Climate change is impacting coastal communities in the United States and around the globe. Adam Sharpe addresses rising sea levels in the nation’s coastal communities during his presentation at ACE14.

By: Adam Sharpe, CH2M HILL project manager

Adam Sharpe will present his paper, “Confronting Climate Change with Vulnerability Assessments and Asset Management,” on Tuesday, June 10 at 10 a.m., during the AWWA ACE. Get a complete list of CH2M HILL’s participation in ACE14.

Coastal communities in the U.S. and across the globe are facing increasing uncertainty from the impacts of climate change. One of the impacts of most concern is sea level rise. Combined with storm surges from extreme weather events, sea level rise is forcing coastal communities to adopt approaches to protect critical water and wastewater infrastructure.

CH2M HILL has been working with one such community, Wilmington, North Carolina, in partnership with New Hanover County and the Cape Fear Public Utility Authority (CFPUA), to identify adaptation strategies that could reduce the vulnerability of water and wastewater infrastructure to potential sea level rise and extreme storm events. This work comes under the assistance of the U.S. Environmental Protection Agency’s (EPA) Office of Sustainable Communities; in particular, the EPA has set long-term goals to support national efforts to build resilience to climate change, and provided funding for this pilot project in Wilmington.

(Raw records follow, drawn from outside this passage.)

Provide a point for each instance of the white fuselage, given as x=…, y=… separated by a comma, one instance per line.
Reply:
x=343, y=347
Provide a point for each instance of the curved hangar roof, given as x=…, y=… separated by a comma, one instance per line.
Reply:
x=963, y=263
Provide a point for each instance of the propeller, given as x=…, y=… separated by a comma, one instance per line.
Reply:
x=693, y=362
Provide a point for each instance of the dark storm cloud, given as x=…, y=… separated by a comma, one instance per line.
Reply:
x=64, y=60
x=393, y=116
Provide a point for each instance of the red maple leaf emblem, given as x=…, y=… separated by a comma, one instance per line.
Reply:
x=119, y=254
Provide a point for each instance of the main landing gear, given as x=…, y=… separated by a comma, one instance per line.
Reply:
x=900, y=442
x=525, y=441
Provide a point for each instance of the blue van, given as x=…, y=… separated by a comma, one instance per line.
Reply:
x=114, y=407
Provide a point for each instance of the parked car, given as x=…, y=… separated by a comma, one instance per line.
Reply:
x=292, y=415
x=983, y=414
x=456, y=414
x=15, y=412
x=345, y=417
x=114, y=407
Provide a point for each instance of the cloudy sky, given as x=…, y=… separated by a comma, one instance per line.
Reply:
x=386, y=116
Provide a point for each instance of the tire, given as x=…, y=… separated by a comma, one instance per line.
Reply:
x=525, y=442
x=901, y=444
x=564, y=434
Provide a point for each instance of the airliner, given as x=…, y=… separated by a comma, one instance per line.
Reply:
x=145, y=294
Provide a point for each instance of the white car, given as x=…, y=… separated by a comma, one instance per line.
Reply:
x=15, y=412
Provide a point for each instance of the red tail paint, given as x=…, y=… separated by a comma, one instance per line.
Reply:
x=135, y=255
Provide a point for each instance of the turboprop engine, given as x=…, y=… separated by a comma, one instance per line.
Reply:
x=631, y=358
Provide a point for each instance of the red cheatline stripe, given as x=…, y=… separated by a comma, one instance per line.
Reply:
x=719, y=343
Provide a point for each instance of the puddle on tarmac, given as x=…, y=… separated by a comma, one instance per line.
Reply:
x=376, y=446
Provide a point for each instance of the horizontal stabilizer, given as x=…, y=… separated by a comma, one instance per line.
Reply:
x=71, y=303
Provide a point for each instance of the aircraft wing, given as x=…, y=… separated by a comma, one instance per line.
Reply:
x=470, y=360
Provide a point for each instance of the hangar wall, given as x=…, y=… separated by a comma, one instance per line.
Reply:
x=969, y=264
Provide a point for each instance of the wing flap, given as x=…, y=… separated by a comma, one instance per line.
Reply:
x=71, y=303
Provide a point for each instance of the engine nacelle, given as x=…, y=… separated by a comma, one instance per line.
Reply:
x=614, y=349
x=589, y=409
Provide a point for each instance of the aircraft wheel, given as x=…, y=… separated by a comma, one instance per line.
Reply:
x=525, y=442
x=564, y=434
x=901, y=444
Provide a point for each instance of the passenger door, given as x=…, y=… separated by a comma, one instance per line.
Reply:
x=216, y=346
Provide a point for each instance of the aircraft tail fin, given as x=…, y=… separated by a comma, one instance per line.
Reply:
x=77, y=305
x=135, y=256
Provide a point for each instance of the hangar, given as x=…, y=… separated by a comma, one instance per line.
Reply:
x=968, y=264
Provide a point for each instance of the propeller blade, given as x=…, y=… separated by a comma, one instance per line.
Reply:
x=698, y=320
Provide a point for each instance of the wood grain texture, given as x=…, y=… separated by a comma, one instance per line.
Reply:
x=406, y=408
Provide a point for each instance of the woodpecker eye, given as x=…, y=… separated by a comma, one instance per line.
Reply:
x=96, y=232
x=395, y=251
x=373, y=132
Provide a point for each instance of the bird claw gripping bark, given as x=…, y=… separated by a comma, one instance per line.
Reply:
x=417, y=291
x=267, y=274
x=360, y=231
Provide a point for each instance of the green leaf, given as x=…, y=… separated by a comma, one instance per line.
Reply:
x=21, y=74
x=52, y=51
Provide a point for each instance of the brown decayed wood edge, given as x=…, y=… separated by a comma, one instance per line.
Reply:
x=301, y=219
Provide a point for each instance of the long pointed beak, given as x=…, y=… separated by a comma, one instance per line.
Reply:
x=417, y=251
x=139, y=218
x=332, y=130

Working with Wilmington, New Hanover County, and the CFPUA, CH2M HILL developed a six-step process to guide the development of sea level rise approaches. This process follows the path of an adaptive management framework: frame the problem and identify sea level rise scenarios; identify vulnerabilities and risk; develop potential adaptation strategies; link adaptation strategies to any existing processes; implement adaptation strategies; and finally, monitor reassess, and make any needed changes.

The State of North Carolina is already at the forefront of planning for sea level rise through the North Carolina Sea Level Rise Impact Study. This separate study, conducted by the North Carolina Division of Emergency Management, provided an excellent starting point for Wilmington’s sea level rise planning process.

At the end of the six-step process, the team identified a number of water and wastewater facilities that were especially vulnerable to sea level rise and/or severe storm events, including treatment facilities, pump stations, and inundation of manholes. Not only are these facilities especially vulnerable, but they are also especially critical to the health and safety of the area’s residents and businesses, and identifying strategies for their protection is crucial.

A suite of 54 adaptation strategies (infrastructure and land use/planning) were identified for Wilmington, New Hanover County, and CFPUA to select from to increase resilience; each organization will ultimately choose how it will adapt based on its individual needs, governance, and authority.

Coastal communities will continue, for the foreseeable future, to face an increasing degree of uncertainty related to the impacts future sea level rise may have on their areas. The use of high-quality information, such as the data from the North Carolina Sea Level Rise Impact Study leveraged in this pilot project, to derive an understanding of the potential risks to sea level rise and identify adaptation strategies to increase resilience, provides a foundation by which decision makers can start to adaptively plan for the future under altered sea level conditions. The monitoring of tidal and sea level trends over time will provide additional insight for decisions related to adaptation strategy implementation, including strategy selection, scale, and timing.

This pilot project will serve as a long-term guide and reference for the City of Wilmington, New Hanover County, CFPUA, and other coastal communities for building resilience to future changes in sea level.

This pilot project is also envisioned to serve as a template for other coastal communities in the U.S. to assess the vulnerability of their systems, identify and plan for adaptation strategies specific to their unique risks. With this pilot project template, local communities will be better able to decide how to allocate resources to meet challenges posed by sea level rise and extreme storm events.

Adam Sharpe is a project manager at CH2M HILL with experience in integrated master planning, water supply/water resources planning, asset management, decision support, financial/ business case evaluations, and capital improvement program prioritization. He specializes in applying a range of decision support techniques for major capital infrastructure projects.